File: why-xarray.rst

package info (click to toggle)
python-xarray 0.11.3-2
links: PTS, VCS
area: main
in suites: buster
size: 6,476 kB
sloc: python: 37,552; makefile: 231; sh: 1
file content (91 lines) | stat: -rw-r--r-- 4,354 bytes
Overview: Why xarray?
=====================

Features
--------

Adding dimensions names and coordinate indexes to numpy's ndarray_ makes many
powerful array operations possible:

-  Apply operations over dimensions by name: ``x.sum('time')``.
-  Select values by label instead of integer location:
   ``x.loc['2014-01-01']`` or ``x.sel(time='2014-01-01')``.
-  Mathematical operations (e.g., ``x - y``) vectorize across multiple
   dimensions (array broadcasting) based on dimension names, not shape.
-  Flexible split-apply-combine operations with groupby:
   ``x.groupby('time.dayofyear').mean()``.
-  Database like alignment based on coordinate labels that smoothly
   handles missing values: ``x, y = xr.align(x, y, join='outer')``.
-  Keep track of arbitrary metadata in the form of a Python dictionary:
   ``x.attrs``.

pandas_ provides many of these features, but it does not make use of dimension
names, and its core data structures are fixed dimensional arrays.

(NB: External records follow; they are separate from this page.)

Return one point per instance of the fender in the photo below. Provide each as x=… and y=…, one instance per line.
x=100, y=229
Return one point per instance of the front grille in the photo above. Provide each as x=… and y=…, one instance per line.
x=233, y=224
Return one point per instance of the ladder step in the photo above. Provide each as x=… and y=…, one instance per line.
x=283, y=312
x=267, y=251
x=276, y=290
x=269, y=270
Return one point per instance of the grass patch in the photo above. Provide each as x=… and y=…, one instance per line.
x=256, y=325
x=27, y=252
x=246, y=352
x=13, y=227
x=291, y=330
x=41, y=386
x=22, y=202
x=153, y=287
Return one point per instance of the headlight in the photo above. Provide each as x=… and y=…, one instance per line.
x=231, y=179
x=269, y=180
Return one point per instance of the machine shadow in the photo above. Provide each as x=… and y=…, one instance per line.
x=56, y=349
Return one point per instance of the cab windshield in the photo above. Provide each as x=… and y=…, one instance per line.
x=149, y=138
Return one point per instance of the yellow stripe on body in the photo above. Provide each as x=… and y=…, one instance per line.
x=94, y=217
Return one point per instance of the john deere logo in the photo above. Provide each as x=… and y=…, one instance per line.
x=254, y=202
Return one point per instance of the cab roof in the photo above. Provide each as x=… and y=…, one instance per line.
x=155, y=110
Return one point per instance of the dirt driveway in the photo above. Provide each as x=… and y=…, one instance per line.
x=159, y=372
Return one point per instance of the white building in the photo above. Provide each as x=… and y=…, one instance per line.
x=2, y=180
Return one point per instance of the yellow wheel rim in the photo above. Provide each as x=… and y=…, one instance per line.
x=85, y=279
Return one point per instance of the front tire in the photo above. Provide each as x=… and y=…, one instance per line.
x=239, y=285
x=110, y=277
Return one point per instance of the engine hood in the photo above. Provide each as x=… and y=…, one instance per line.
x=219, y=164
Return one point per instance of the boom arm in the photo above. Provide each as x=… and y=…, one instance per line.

The N-dimensional nature of xarray's data structures makes it suitable for dealing
with multi-dimensional scientific data, and its use of dimension names
instead of axis labels (``dim='time'`` instead of ``axis=0``) makes such
arrays much more manageable than the raw numpy ndarray: with xarray, you don't
need to keep track of the order of arrays dimensions or insert dummy dimensions
(e.g., ``np.newaxis``) to align arrays.

Core data structures
--------------------

xarray has two core data structures. Both are fundamentally N-dimensional:

- :py:class:`~xarray.DataArray` is our implementation of a labeled, N-dimensional
  array. It is an N-D generalization of a :py:class:`pandas.Series`. The name
  ``DataArray`` itself is borrowed from Fernando Perez's datarray_ project,
  which prototyped a similar data structure.
- :py:class:`~xarray.Dataset` is a multi-dimensional, in-memory array database.
  It is a dict-like container of ``DataArray`` objects aligned along any number of
  shared dimensions, and serves a similar purpose in xarray to the
  :py:class:`pandas.DataFrame`.

.. _datarray: https://github.com/fperez/datarray

The value of attaching labels to numpy's :py:class:`numpy.ndarray` may be
fairly obvious, but the dataset may need more motivation.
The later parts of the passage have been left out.